Et une mobilité essentiellement tournée vers l’Europe. Au détriment de pays émergents ou de la zone océan Indien.

Bien sûr que les régions – dont celles d’outre-mer – ont une responsabilité dans la formation professionnelle, celle des jeunes, bien sûr.

Mais les régions de France métropolitaine ont les mêmes compétences. Alors, cette précision, apportée en réponse à une  question d’un député réunionnais aurait-il une signification particulière ?


Cela voudrait-il dire que la Région Réunion est en dessous de ce que l’on peut en attendre (dans ce domaine aussi) ?

Fort possible. Car en Guadeloupe notamment, la Région a une marge de manœuvre plus importante en matière de formation professionnelle, du fait qu’elle puisse faire des « lois péi », ce qui est impossible pour La Réunion à cause d’un autre UMP Relève nommé Jean-Paul Virapoullé !


« Néanmoins, l’offre globale de formations ne permet pas de couvrir localement l’ensemble des besoins de leur économie et d’assurer à leurs jeunes la qualification nécessaire pour accéder plus facilement à un emploi :

en matière de formation professionnelle en mobilité, les mesures mises en œuvre  par l’État visent à permettre aux jeunes ultramarins de s’insérer de façon durable dans l’emploi, à l’issue d’un parcours de formation qualifiante en métropole, dès lors que cette formation n’est pas dispensée sur place,

soit dans le cadre de stages de formation professionnelle qualifiante, tels qu’ils s’inscrivent sur le lot n° 3 « ultramarins » du marché État/AFPA (Association nationale pour la formation professionnelle des adultes) du 15 juin 2009,

soit dans celui du passeport mobilité formation professionnelle destiné à accompagner les jeunes ultramarins venant suivre en métropole une formation qualifiante, non dispensée sur place ;… »


Commentaires : quel est le bilan de ce « marché de formation » passé en 2009 entre l’Etat et l’AFPA ?

Pourquoi un tel silence à ce sujet ?

Est-ce parce que depuis des années, l’Etat fait des contorsions extraordinaires pour finaliser le bouclage financier l’AFPA ?

Mais le résultat est là : L’AFPA n’a plus les moyens de mettre en œuvre dans de bonnes conditions sa nécessaire mutation et surtout son fonctionnement.


« En matière de formation par l’alternance et la professionnalisation, l’action menée en faveur d’une meilleure insertion professionnelle des jeunes ultramarins se traduit notamment par une action de partenariat avec les organismes paritaires collecteurs agréés (OPCA), destinée à décliner, outre-mer, les mesures ciblées au niveau national en ce domaine.

En effet, les missions des OPCA ont été redéfinies par la loi du 24 novembre 2009 relative à l’orientation et à la formation professionnelle tout au long de la vie et visent à contribuer au développement de la formation professionnelle continue, à informer, sensibiliser et accompagner les entreprises dans l’analyse et la définition de leurs besoins en matière de formation professionnelle… »


Commentaires : un dispositif identique à celui appliqué en France métropolitaine.

Là aussi, on attend le bilan.
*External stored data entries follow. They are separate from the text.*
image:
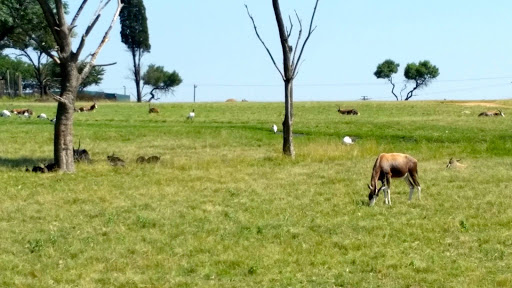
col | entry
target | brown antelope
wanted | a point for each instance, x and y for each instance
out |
(492, 113)
(454, 163)
(88, 109)
(393, 165)
(153, 109)
(347, 111)
(23, 111)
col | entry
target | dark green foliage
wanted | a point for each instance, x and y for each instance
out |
(421, 74)
(160, 80)
(385, 70)
(134, 27)
(135, 35)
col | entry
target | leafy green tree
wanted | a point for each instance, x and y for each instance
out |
(421, 74)
(28, 33)
(385, 70)
(160, 81)
(135, 35)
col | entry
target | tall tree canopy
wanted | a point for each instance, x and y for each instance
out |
(386, 70)
(160, 80)
(27, 32)
(135, 35)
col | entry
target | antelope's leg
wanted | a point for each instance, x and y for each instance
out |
(411, 186)
(388, 186)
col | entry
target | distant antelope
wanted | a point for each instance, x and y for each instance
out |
(191, 115)
(454, 163)
(24, 112)
(492, 113)
(347, 111)
(393, 165)
(88, 109)
(274, 128)
(153, 109)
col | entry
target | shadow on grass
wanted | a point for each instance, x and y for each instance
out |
(23, 162)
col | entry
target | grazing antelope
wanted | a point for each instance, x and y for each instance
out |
(393, 165)
(88, 109)
(274, 128)
(454, 163)
(80, 155)
(153, 109)
(5, 113)
(191, 115)
(492, 113)
(23, 112)
(115, 161)
(347, 111)
(347, 140)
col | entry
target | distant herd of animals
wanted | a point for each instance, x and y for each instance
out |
(386, 166)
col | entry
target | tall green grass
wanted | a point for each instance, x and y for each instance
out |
(224, 208)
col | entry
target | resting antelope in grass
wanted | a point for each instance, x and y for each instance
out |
(347, 111)
(88, 109)
(393, 165)
(153, 109)
(492, 113)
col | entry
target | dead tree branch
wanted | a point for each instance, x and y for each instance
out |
(311, 30)
(262, 42)
(104, 40)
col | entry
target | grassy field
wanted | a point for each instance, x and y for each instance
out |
(224, 208)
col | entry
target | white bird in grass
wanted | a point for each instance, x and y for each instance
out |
(274, 128)
(5, 113)
(347, 140)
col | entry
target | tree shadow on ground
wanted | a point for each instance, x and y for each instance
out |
(23, 162)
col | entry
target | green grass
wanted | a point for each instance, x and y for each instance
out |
(224, 208)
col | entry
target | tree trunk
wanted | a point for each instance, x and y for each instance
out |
(63, 139)
(136, 73)
(288, 119)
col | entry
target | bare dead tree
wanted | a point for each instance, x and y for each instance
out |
(291, 64)
(71, 78)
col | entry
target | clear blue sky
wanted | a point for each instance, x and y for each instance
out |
(213, 44)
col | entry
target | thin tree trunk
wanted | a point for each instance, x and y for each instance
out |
(288, 119)
(63, 139)
(136, 74)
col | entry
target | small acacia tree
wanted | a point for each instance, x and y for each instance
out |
(71, 77)
(385, 70)
(290, 66)
(160, 81)
(420, 74)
Tant pour la France que pour l’outre-mer !


« …Dans ce cadre, une convention a été signée, en juin 2010, entre le ministère chargé de l’outre-mer, l’Agence de l’outre-mer pour la mobilité (LADOM) et chacun des OPCA œuvrant outre-mer, soit OPCALIA et AGEFOS PME (Association de gestion des fonds salariés des petites et moyennes entreprises), afin de développer l’accès des jeunes au contrat de professionnalisation, en renforçant les pratiques partenariales opérationnelles sur l’identification des besoins en recrutement dans les TPE-PME… »


Commentaires : LADOM ? parlons-en. Et mettons cartes sur table. Tant du côté de la Région que de l’Etat.
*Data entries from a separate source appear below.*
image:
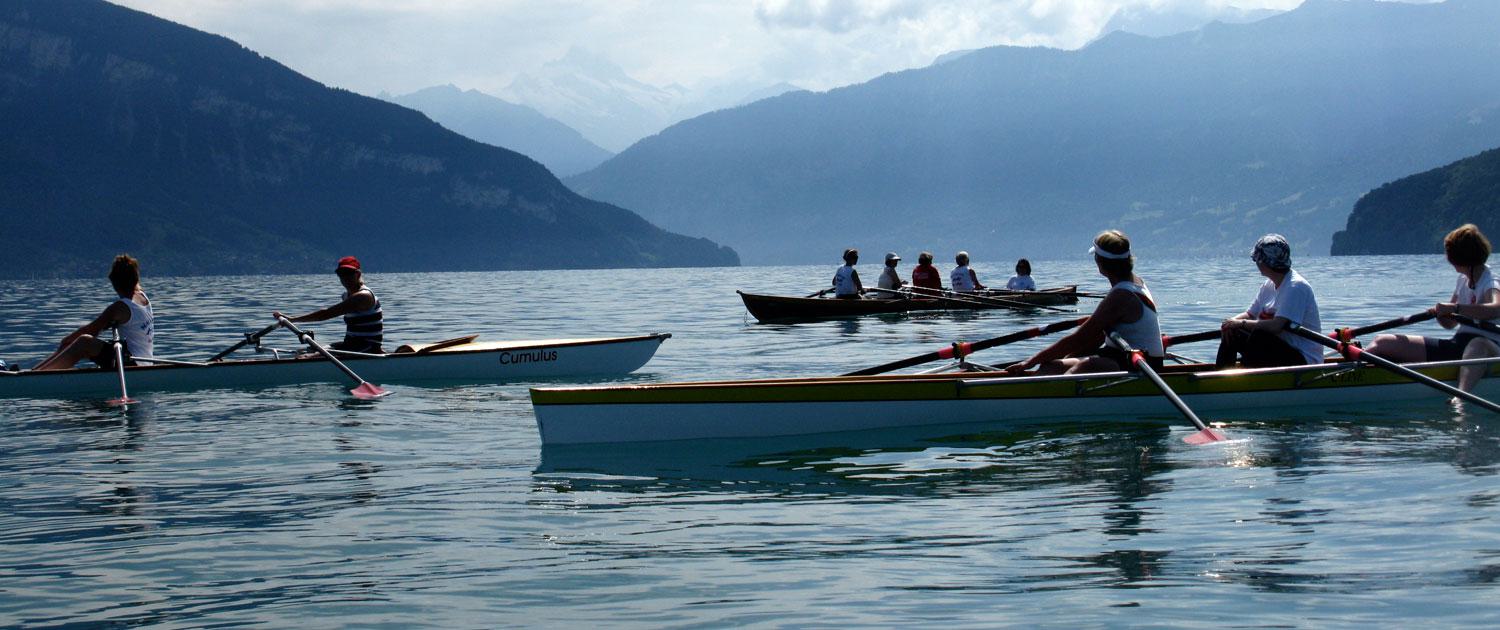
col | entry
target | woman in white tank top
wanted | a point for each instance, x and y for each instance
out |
(1476, 296)
(131, 315)
(1127, 309)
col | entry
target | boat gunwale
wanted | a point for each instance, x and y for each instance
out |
(354, 359)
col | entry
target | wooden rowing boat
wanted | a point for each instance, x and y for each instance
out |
(833, 404)
(788, 308)
(471, 362)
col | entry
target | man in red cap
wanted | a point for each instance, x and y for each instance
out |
(363, 329)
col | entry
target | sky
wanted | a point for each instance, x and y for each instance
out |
(404, 45)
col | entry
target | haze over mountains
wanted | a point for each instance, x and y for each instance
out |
(606, 105)
(503, 123)
(128, 132)
(1194, 143)
(1412, 215)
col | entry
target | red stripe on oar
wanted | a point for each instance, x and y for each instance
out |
(960, 350)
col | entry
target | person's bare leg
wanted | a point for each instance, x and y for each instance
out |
(81, 348)
(1401, 348)
(1478, 348)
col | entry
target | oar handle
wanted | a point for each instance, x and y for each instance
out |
(1358, 354)
(1139, 360)
(249, 338)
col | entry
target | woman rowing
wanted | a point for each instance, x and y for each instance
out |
(962, 278)
(926, 276)
(129, 315)
(846, 281)
(363, 320)
(1259, 336)
(1476, 296)
(1127, 309)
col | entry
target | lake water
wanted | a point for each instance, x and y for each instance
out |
(297, 506)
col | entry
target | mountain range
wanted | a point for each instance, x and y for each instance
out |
(1412, 215)
(129, 132)
(1193, 143)
(503, 123)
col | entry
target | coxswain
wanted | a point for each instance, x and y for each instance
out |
(1022, 279)
(926, 276)
(129, 315)
(1127, 309)
(846, 281)
(1476, 296)
(1259, 336)
(962, 278)
(363, 321)
(891, 281)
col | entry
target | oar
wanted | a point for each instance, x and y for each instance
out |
(249, 338)
(963, 350)
(960, 297)
(365, 390)
(1338, 333)
(1358, 354)
(1139, 360)
(119, 368)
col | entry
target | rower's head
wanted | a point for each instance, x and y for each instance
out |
(1272, 252)
(1466, 248)
(350, 272)
(1112, 255)
(125, 275)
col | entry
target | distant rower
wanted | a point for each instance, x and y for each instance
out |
(363, 320)
(846, 281)
(1022, 279)
(962, 278)
(890, 281)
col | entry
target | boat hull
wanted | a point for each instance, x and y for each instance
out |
(786, 309)
(494, 362)
(816, 405)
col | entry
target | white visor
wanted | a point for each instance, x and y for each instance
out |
(1110, 255)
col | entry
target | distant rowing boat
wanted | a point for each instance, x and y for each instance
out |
(818, 405)
(788, 308)
(483, 362)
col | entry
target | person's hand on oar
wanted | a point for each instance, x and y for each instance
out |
(963, 350)
(1137, 359)
(119, 366)
(1358, 354)
(365, 390)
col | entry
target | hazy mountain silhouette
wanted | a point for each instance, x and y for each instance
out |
(128, 132)
(614, 110)
(1191, 143)
(503, 123)
(1413, 213)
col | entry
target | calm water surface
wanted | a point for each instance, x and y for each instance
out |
(299, 506)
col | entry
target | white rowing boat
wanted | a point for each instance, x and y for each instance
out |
(834, 404)
(473, 362)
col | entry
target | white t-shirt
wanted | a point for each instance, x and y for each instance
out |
(1475, 296)
(843, 281)
(960, 281)
(1295, 302)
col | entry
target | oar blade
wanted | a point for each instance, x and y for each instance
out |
(1206, 437)
(369, 392)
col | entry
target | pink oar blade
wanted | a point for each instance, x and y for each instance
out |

En outre, en quoi cette convention entre les OPCA et le ministère est intéressante ?

L’identification des besoins des TPE et PME outre-mer : c’est ce qui avait été réalisé par la Région, en 2004, au moment de l’élaboration du PRDF (plan régional de développement des formations).


Entre 2004 et 2010, la Région a également mis en place les dispositifs pour que les formations proposées correspondent aux besoins.
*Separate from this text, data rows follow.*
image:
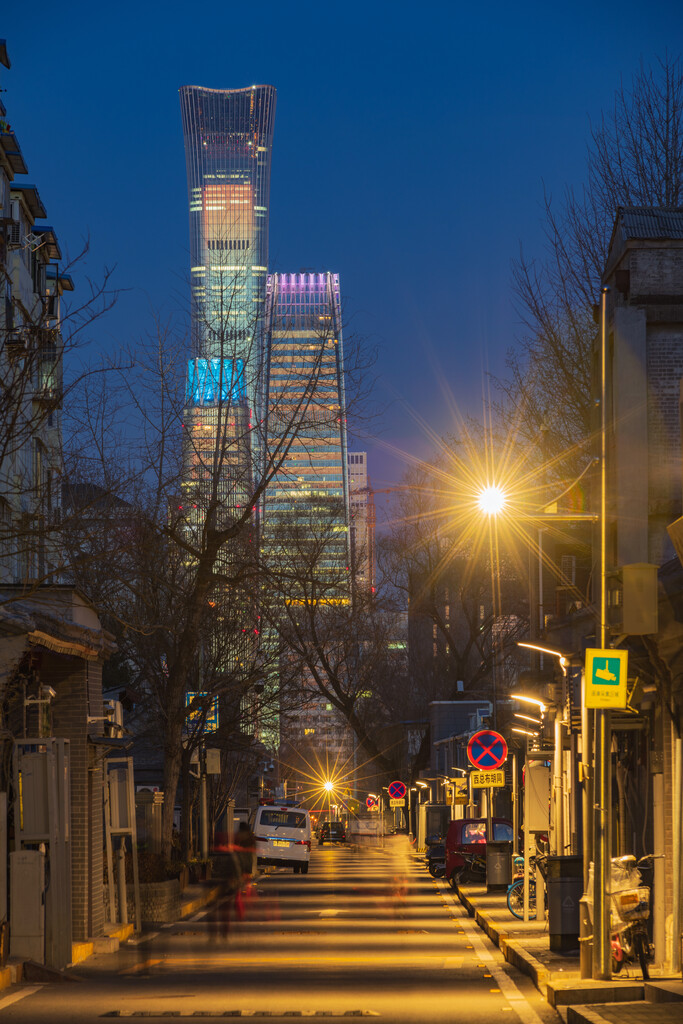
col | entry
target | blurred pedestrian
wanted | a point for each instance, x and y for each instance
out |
(245, 848)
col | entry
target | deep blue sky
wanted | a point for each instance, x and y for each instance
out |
(412, 142)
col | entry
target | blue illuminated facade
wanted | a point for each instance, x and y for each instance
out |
(214, 381)
(305, 399)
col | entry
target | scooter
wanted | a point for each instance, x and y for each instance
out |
(435, 860)
(630, 910)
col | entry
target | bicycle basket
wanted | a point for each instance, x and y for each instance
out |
(632, 904)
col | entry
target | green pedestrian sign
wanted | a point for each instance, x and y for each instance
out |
(606, 673)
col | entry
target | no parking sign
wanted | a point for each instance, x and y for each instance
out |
(486, 750)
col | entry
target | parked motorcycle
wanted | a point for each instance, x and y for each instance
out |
(435, 860)
(630, 910)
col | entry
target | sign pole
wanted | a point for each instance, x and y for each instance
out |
(602, 795)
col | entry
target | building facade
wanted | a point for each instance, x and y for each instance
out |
(31, 354)
(228, 143)
(361, 521)
(305, 522)
(306, 412)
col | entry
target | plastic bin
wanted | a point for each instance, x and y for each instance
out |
(499, 865)
(565, 888)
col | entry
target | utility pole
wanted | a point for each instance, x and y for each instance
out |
(602, 791)
(204, 807)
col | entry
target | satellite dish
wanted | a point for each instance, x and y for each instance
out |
(34, 241)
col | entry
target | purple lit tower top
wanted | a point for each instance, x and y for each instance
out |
(228, 142)
(305, 372)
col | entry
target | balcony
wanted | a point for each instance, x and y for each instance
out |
(48, 395)
(15, 344)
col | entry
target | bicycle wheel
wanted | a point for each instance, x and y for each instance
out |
(516, 899)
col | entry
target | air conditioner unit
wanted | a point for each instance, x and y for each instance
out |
(14, 235)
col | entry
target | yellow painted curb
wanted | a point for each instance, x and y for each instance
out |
(120, 932)
(10, 975)
(80, 951)
(203, 900)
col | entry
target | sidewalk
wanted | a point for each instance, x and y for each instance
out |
(625, 999)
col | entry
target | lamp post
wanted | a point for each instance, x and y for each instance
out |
(602, 728)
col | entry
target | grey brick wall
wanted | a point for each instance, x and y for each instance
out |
(160, 901)
(78, 686)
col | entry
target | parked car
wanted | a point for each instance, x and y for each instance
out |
(466, 847)
(282, 836)
(332, 832)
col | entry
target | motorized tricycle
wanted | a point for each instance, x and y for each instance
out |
(466, 848)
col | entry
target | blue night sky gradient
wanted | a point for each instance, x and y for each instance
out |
(412, 142)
C’est vrai pour la construction de la route des Tamarins. Cela l’aurait été également pour le tram train).

Mais en posant la réponse dans ces termes, le gouvernement joue à fond la carte de l’adéquation emploi / formation. Assez réducteur comme concept !


« …Enfin, l’insertion professionnelle des jeunes demandeurs d’emploi réunionnais bénéficie d’une mesure particulière, puisque le département de la Réunion a été le seul département d’outre-mer, sur un total de seulement 35 départements, à bénéficier de l’expérimentation menée en matière de contrats d’autonomie, dispositif d’accompagnement renforcé vers l’emploi, dont la réalisation est menée de façon expérimentale pendant quatre ans (jusqu’en 2011).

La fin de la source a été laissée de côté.